Here is the detailed description of my study:
1- I have 3 groups with different background
2- Each group participated in 3 different phases to annotate some documents
Now, we want to know whether any of these groups performed better than the other in any of phases. we want to know if there is any difference based on the background as well as phases.

So, based on your description we cannot use factorial anova?
 
#7
If any participant in the study participated in more than one "phase," then your experiment does not have a factorial design, and factorial ANOVA is not applicable. You have more of a repeated-measures design. My default method to analyze such designs, because of its flexibility, is the (generalized) linear mixed model, but there are other approaches that may be appropriate, such as MANOVA.
 
#8
If any participant in the study participated in more than one "phase," then your experiment does not have a factorial design, and factorial ANOVA is not applicable. You have more of a repeated-measures design. My default method to analyze such designs, because of its flexibility, is the (generalized) linear mixed model, but there are other approaches that may be appropriate, such as MANOVA.
Thanks.
 
#9
By definition, in a factorial ANOVA, you have at least 2 factors, with at least 2 levels each, and you randomize subjects to every combination of the levels of the factors. So, if factor A has levels a1 and a2, and factor B has levels b1 and b2, then in a factorial ANOVA you have subjects randomized to four groups: a1/b1, a1/b2, a2/b1, a2/b2. If you have more than 2 groups or groups with more than 2 levels, then there will be more than 4 groups, and subjects will be assigned to all of them.
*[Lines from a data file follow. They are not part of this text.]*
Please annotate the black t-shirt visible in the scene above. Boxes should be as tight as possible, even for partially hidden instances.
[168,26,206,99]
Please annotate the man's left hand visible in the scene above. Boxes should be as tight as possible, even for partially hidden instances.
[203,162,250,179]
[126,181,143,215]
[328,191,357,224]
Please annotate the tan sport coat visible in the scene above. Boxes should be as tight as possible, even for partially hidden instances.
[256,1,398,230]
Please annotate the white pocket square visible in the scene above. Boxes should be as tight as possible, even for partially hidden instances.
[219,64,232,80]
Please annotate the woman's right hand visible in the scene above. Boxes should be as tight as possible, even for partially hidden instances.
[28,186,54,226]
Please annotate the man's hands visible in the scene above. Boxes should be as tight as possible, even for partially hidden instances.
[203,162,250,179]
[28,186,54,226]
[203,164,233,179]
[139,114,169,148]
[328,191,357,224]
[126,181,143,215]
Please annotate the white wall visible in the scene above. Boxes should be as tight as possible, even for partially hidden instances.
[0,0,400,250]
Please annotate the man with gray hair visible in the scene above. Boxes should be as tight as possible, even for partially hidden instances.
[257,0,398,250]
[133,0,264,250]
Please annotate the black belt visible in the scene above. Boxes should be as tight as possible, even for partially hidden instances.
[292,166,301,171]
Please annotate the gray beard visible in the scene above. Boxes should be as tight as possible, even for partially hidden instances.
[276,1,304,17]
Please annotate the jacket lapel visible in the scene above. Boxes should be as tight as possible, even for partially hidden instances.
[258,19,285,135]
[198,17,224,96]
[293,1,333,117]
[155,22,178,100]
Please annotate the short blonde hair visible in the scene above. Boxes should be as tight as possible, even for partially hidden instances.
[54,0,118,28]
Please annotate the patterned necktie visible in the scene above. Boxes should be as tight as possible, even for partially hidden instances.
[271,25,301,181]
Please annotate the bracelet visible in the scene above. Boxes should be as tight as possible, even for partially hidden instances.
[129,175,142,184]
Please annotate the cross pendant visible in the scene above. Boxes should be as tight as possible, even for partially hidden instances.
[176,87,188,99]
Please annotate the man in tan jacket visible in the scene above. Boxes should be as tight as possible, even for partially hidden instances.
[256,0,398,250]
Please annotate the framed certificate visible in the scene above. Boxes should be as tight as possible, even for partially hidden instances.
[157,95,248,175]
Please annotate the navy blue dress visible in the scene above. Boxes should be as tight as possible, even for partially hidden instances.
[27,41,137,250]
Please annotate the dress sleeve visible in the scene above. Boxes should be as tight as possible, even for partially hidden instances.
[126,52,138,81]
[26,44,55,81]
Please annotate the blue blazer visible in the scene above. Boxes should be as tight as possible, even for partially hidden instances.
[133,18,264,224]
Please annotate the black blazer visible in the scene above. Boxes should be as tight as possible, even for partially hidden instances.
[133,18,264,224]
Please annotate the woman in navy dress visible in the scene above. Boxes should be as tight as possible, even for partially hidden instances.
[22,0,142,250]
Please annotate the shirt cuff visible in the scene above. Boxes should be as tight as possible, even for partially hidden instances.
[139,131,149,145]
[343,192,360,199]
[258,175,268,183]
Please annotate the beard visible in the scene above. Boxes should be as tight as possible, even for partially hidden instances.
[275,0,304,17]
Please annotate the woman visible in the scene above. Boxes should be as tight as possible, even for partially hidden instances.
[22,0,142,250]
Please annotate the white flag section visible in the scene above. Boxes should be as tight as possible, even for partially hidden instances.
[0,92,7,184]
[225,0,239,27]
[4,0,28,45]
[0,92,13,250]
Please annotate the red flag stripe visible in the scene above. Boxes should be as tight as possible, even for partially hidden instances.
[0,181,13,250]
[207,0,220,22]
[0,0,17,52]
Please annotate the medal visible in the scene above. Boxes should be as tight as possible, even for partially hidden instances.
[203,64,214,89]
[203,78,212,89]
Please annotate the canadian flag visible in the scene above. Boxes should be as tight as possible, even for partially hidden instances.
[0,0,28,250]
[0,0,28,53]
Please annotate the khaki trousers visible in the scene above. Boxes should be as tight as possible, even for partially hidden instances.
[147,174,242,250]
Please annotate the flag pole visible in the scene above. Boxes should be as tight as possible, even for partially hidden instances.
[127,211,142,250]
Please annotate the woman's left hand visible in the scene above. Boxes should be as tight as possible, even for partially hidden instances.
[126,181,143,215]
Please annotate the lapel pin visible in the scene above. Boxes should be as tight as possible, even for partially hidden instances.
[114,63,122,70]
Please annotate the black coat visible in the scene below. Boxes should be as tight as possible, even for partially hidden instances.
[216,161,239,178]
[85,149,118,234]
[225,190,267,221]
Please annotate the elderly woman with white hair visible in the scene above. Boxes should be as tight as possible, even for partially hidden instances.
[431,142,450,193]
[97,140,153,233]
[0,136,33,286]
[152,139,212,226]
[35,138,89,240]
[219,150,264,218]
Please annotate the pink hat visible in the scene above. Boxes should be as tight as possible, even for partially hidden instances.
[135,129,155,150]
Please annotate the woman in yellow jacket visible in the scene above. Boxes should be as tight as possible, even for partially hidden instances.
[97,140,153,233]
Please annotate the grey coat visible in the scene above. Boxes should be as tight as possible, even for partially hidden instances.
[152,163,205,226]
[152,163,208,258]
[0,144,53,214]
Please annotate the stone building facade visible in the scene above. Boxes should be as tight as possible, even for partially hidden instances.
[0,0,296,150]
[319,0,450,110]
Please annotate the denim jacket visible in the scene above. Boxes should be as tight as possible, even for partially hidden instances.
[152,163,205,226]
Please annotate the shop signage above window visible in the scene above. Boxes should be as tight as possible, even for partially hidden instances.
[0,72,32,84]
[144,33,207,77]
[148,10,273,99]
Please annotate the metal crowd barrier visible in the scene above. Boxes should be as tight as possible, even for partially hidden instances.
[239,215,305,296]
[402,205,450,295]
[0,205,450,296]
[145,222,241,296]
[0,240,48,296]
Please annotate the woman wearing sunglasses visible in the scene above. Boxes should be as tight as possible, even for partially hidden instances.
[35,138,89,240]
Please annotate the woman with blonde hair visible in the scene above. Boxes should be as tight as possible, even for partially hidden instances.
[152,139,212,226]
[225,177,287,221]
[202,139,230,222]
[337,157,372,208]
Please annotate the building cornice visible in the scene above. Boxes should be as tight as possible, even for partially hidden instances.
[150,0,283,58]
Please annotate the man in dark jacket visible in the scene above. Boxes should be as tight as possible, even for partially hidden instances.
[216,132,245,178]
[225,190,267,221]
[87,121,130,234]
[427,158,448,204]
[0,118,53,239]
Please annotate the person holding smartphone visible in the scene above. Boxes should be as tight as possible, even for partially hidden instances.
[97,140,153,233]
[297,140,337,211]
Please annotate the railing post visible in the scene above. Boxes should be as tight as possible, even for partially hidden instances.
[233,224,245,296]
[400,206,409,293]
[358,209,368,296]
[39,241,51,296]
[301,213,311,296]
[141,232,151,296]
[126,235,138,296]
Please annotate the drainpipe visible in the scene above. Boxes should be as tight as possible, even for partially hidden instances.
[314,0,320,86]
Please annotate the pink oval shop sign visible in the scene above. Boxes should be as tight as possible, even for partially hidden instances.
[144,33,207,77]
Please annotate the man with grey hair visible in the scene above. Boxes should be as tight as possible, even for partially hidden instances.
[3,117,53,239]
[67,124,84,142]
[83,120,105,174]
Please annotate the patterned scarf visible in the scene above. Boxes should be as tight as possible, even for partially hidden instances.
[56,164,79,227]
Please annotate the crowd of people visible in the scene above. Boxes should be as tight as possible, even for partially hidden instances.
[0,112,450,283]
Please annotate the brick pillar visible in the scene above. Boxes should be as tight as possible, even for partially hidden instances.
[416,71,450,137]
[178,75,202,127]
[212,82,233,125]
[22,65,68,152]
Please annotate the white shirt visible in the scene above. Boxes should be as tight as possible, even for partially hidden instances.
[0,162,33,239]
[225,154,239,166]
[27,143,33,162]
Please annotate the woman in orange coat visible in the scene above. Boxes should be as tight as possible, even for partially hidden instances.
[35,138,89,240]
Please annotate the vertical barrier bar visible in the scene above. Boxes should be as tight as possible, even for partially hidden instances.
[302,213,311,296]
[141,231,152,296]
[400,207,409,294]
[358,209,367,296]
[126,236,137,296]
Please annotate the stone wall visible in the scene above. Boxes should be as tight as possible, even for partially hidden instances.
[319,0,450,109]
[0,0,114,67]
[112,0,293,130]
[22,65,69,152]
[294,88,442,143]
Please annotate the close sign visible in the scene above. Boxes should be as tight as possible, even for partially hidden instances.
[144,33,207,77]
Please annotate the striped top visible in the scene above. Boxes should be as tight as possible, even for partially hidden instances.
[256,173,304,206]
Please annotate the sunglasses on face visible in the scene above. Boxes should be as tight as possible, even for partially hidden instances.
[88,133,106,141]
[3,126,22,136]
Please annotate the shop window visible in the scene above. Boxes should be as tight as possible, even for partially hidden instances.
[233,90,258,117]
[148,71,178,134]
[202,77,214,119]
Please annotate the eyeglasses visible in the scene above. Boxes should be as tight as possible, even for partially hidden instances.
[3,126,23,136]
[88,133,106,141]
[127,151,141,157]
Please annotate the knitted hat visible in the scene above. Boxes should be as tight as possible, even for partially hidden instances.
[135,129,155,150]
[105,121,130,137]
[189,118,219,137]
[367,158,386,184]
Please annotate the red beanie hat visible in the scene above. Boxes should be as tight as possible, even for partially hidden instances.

J58, what I was referring to when talking about 3 factors in 4 runs is called a "fractional factorial". So you don't have to run all permutations. It is common for example to run a 2^(8-3) that is 8 factors in 32 runs.

The OP asked for the minimum, not what was resonable.
 
#10
@GretaGarbo - since the OP stated the number of subject she had, I interpreted her question to mean "is this enough subjects," rather than literally asking about the theoretical minimum.
 
#11
If any participant in the study participated in more than one "phase," then your experiment does not have a factorial design, and factorial ANOVA is not applicable. You have more of a repeated-measures design. My default method to analyze such designs, because of its flexibility, is the (generalized) linear mixed model, but there are other approaches that may be appropriate, such as MANOVA.
Hi @j58.
I searched internet to learn more about repeated-measures design such as, repeated measure anova.
It seems for these kind of designs, you need to have the "same measure" repeated several times. However, the participants of our study had different levels of training on how to annotate notes in each phase. So, we had training factor, in addition to background. So, I was wondering if you still recommend repeated measure design for our study.
Also, I need to mention that for each phase, we calculated the number of entities that each participant has annotated, as well as their accuracy level.
 
#12
@Nina_joon - Nowadays there is no reason to distinguish between different flavors of ANOVA. The modern approach is to specify them all as a linear mixed model, and to solve for the parameters of the model using the method of (restricted) maximum likelihood, which basically requires statistical software. Attempting to solve an unbalanced mixed model, such as yours, by hand using traditional ANOVA methods is daunting, and no one in the real world does it anymore. In contrast, all respectable general-purpose statistical software is capable of solving these problems using maximum likelihood methods. So, I suggest you look into the mixed linear model.